A father in Canada has been jailed after refusing to refer to his biological daughter as a boy.
Robert Hoogland turned himself in to authorities on Tuesday after the Attorney General of British Columbia issued a warrant for his arrest earlier this month.
According to a detailed report from The Post Millennial, a gag order prohibited Hoogland from “publishing, speaking or giving interviews” about the case, after the Canadian medical system, the legal system, and the child’s mother proceeded with the social and medical transition of the child without the father’s consent.
The order barred Hoogland from attempting to persuade his daughter to abandon efforts to transition. He was also banned from addressing his daughter by her birth name or referring to her as a girl or with female pronouns.
Hoogland was arrested and jailed after the Attorney General issued a warrant for his arrest on March 4 for contempt. He was convicted of “family violence” on the basis that he had declined to use his child’s preferred masculine pronouns.
It’s a shocking incident, but hardly surprising. Plenty of people have warned that this would be the inevitable end of the progressive, or rather regressive, course we’re currently set on as a society.
Naturally, these warnings have often been dismissed as “slippery slope” arguments, as though it were inherently fallacious to appeal to the consequences of proposed legislation or an ideological shift within the culture.
But like it or not, ideas really do have consequences, especially those ideas that reshape or replace the most fundamental aspects of our society, like how we discover truth, arbitrate justice, and define what’s morally good.
In short, that which George Washington described as “indispensable supports” to a nation’s wellbeing and future: the Christian religion and morality.

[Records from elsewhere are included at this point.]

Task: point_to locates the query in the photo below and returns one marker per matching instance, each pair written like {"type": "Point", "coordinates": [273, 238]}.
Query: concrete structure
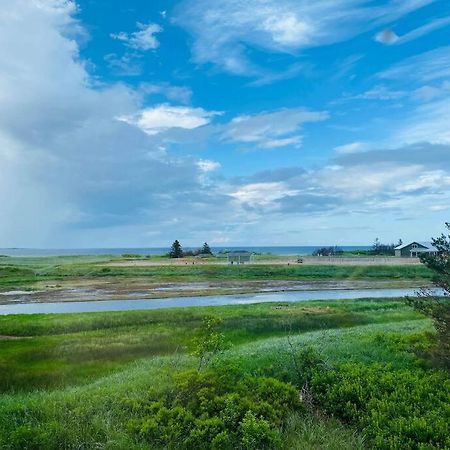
{"type": "Point", "coordinates": [414, 249]}
{"type": "Point", "coordinates": [239, 257]}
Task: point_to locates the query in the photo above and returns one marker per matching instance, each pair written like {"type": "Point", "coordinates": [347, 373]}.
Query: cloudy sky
{"type": "Point", "coordinates": [239, 122]}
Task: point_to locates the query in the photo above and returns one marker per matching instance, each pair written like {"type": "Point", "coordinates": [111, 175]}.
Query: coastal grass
{"type": "Point", "coordinates": [23, 272]}
{"type": "Point", "coordinates": [73, 377]}
{"type": "Point", "coordinates": [48, 350]}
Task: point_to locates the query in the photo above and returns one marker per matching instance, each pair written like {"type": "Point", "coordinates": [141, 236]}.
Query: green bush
{"type": "Point", "coordinates": [396, 409]}
{"type": "Point", "coordinates": [212, 410]}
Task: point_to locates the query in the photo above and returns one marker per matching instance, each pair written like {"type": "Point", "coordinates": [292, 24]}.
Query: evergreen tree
{"type": "Point", "coordinates": [176, 251]}
{"type": "Point", "coordinates": [206, 249]}
{"type": "Point", "coordinates": [438, 308]}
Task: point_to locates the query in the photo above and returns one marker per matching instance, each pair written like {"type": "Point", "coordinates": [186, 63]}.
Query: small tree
{"type": "Point", "coordinates": [438, 308]}
{"type": "Point", "coordinates": [176, 251]}
{"type": "Point", "coordinates": [210, 342]}
{"type": "Point", "coordinates": [206, 249]}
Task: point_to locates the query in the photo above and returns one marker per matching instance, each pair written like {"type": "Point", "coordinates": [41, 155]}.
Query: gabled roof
{"type": "Point", "coordinates": [425, 245]}
{"type": "Point", "coordinates": [240, 253]}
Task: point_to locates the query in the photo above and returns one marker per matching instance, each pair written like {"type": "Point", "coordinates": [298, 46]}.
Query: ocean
{"type": "Point", "coordinates": [275, 250]}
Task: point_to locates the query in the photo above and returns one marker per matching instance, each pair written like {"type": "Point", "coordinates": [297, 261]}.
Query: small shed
{"type": "Point", "coordinates": [414, 249]}
{"type": "Point", "coordinates": [239, 257]}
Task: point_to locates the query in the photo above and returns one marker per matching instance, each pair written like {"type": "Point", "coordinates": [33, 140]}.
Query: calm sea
{"type": "Point", "coordinates": [292, 250]}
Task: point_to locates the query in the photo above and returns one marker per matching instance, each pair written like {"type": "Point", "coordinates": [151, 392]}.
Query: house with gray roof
{"type": "Point", "coordinates": [239, 257]}
{"type": "Point", "coordinates": [415, 249]}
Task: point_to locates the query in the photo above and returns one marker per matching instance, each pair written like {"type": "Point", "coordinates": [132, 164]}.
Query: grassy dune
{"type": "Point", "coordinates": [85, 380]}
{"type": "Point", "coordinates": [56, 350]}
{"type": "Point", "coordinates": [23, 272]}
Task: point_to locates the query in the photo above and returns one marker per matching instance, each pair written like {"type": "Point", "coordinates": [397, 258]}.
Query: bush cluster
{"type": "Point", "coordinates": [396, 409]}
{"type": "Point", "coordinates": [208, 410]}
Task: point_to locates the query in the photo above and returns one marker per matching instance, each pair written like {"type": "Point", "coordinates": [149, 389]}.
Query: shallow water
{"type": "Point", "coordinates": [216, 300]}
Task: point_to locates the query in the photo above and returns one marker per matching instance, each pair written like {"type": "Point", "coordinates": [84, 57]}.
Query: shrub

For Washington, when you topple religion, you topple national morality. And once you’ve toppled both, you’ve undermined the basis of justice and handed unrestrained power to those striving for total dominance over our lives.
For decades now, society has been convinced that the Christian religion has no place restricting the power and reach of the government over the people. Of course, the systematic rejection of Christianity was sold to the public as moral freedom and sexual liberation, but once again, there are inevitable, often unspoken consequences.
In sum, it’s this simple: We can’t reject Jesus as the highest authority over our nation without the government assuming that supreme position.
In other words, if your government doesn’t kneel before King Jesus, you will inevitably kneel before your government.
Caesar was declared “Lord” until he was dethroned by Christ through the proclamation that Jesus, not Caesar, is the Lord. This is the reality our countries were founded upon, and it is a reality our nations are presently rejecting in order to once again give Caesar complete dominance over our lives.
If Jesus doesn’t define the state-imposed limitations on our personal behaviour, then he doesn’t restrain the behaviour of our governing authorities either. If he doesn’t shape our laws, then he doesn’t restrict our government.
Do away with Christianity and the notion that our governing authorities ought to act within the boundaries and limitations prescribed in the Bible and what are we left with? A society governed by the arbitrary whim of those in power, legislating any ideology they desire without external moral restraint.
In the end, might makes right, and that’s a system always favoured by those who don’t want to serve the highest authority but be the highest authority.
When the state, once again, assumes the highest throne, they can not only define their subjects’ rights and freedoms but decide what constitutes as immoral and intolerable behaviour, such as whether a father ought to be jailed for referring to his biological daughter as a girl.
Before we know it, in our vain pursuit of moral “liberty” and plurality, we’ll have shaped for ourselves a society ripe for tyranny. And suddenly, we’ll have no higher court to appeal to, no higher standard to hold Caesar accountable, no meaningful measure to cry “injustice!”
For Robert Hoogland, we’re already there.